Estate planning can be difficult, especially if you’re new to the United States and don’t speak the language. That’s why it’s important to find an attorney who speaks your language and understands English, too, so that you can fully understand the laws that impact your estate plans and the decisions that you’re making.

If you’re a child who speaks English but have a parent who does not, it’s a good idea to come with them when they see their attorney. You’ll want to talk to your aging parent about estate planning and their advance care plans ahead of time, so that you can prepare to have a discussion and support their choices.

Making a will is essential, but not all Americans do it

You probably know that a will is important, but did you realize that only around 42% of Americans have one? Not setting up a will or planning for care in advance is bad news though, because it can cause extreme financial and emotional strain on those around an aging adult. If they pass away, it’s their families that have to pick up the pieces and cope with their death as well as handling their estate.

Why talk about advanced care plans and estate planning early?

If your parent is getting older and hasn’t yet created an estate plan, now is the time to bring it up. Starting the process now helps reduce the risk of disputes after your parent’s death and reduces the overall strain on the family if they pass away or can no longer take care of themselves.

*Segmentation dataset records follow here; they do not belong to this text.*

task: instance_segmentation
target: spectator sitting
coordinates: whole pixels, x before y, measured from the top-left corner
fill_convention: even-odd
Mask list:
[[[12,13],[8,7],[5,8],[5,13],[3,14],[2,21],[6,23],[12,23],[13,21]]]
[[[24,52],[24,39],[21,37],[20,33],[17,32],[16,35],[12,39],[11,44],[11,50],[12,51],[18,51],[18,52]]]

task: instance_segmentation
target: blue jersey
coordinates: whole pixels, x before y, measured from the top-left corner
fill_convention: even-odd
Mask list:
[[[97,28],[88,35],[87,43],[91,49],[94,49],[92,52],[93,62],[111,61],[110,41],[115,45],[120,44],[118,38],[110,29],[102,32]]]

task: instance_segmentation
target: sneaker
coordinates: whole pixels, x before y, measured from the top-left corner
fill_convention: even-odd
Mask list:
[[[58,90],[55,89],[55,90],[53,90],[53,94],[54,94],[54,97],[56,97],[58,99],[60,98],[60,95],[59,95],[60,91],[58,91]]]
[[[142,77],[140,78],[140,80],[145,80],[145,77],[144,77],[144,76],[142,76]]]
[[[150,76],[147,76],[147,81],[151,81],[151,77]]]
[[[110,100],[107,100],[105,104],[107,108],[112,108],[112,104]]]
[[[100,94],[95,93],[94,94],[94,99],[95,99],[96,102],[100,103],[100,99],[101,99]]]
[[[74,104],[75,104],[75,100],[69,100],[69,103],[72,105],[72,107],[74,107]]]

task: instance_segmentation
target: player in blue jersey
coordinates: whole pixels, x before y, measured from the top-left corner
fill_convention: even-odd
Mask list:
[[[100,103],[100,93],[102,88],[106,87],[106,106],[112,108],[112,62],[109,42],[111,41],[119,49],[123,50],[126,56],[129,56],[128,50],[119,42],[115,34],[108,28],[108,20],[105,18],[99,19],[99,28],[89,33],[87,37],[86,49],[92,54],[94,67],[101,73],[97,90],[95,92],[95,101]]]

Additionally, advanced planning helps your loved one state their wishes and make them known to those who will care for them in old age or work with the estate after they pass away.

Though it may be difficult, it’s important to talk to your parents about their end-of-life wishes and to discuss what they’d like to see happen with their end-of-life care, funeral and assets. They are alive now, so it’s worth discussing what they’d like to see happen and to make sure those wishes are carried out by developing a strong will and estate plan.

Since your parent does not speak English fluently, it’s smart to work with an attorney who is fully bilingual and who can help them understand the gravity of the situation. That way, you can all have an open, honest conversation with the right education.